Navalny non cessa tuttavia di porsi criticamente nei confronti del Presidente russo e della sua amministrazione, nel 2014 infatti inizia sul suo blog un’aspra critica alle manovre russe in Crimea, dichiarando che queste porteranno solo ad una sofferenza economica in Russia e all’aumento delle zone d’influenza NATO nell’Europa orientale.
Nella primavera del 2020 la sua critica cambia oggetto ma non soggetto, infatti il bersaglio è sempre Putin, ma questa volta ad essere sotto la lente d’ingrandimento non sono azioni militari, ma azioni politiche; Navalny infatti afferma che il referendum costituzionale del 1 luglio voluto da Putin è in realtà un colpo di stato che porterà il presidente a ricoprire quella carica a vita.
La mattina del 20 agosto 2020 Navalny manifesta dei sintomi di malessere che lo portano al collasso durante un volo diretto da Tomsk a Mosca. Il pilota è costretto all’atterraggio d’emergenza per permettere ai soccorritori di intervenire e trasportare Navalny all’ospedale con la massima urgenza. Su richiesta della moglie, dei familiari e del partito “Russia del futuro” all’ex cancelliera tedesca Angela Merkel, Navalny viene trasportato con un volo tedesco presso una clinica medica di Berlino. Il 2 settembre un portavoce del governo tedesco conferma l’ipotesi di avvelenamento, affermando che le analisi su Navalny hanno riscontrato la presenza del Novichok, un agente nervino.
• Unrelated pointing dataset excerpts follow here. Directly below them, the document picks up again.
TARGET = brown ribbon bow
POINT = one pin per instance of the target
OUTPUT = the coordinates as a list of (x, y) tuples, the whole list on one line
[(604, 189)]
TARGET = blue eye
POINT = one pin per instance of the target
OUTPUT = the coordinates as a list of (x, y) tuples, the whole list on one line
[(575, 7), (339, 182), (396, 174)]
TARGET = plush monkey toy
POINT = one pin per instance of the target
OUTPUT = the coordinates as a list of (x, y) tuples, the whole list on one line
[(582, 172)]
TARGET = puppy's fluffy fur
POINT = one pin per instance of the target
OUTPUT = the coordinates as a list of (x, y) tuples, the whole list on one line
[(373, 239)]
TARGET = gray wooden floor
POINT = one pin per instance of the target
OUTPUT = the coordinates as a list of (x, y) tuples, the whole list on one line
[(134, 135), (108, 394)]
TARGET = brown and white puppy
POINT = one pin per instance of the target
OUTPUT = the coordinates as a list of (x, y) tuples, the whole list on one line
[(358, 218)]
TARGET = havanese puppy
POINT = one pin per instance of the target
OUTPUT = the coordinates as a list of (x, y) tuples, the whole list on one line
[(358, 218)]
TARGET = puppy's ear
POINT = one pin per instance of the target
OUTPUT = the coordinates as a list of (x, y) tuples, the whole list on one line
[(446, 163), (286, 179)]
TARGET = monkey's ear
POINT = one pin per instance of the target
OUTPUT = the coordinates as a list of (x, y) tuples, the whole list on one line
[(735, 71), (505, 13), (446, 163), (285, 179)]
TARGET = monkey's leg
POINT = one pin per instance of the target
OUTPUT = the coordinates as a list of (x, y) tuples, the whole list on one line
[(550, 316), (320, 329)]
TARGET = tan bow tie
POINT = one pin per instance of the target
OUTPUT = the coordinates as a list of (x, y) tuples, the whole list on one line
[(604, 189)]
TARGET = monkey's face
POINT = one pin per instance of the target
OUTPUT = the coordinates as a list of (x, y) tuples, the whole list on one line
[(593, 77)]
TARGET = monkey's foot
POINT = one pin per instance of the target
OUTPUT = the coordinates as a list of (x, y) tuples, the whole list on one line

Nel gennaio del 2021 Navalny torna in Russia, dove viene prontamente arrestato in aeroporto e condotto in carcere con l’accusa di aver violato la condizionale del caso “Yves Rocher”, che lo vede imputato per frode.
Le sorti di Navalny, attualmente in carcere, sono tuttora incerte: basterà la cassa di risonanza internazionale che ha suscitato il suo caso a preservarlo dalla spada di Damocle che il Cremlino starebbe facendo oscillare sulla sua testa?
Purtroppo, in questo momento, di certo in Russia c’è solo Putin.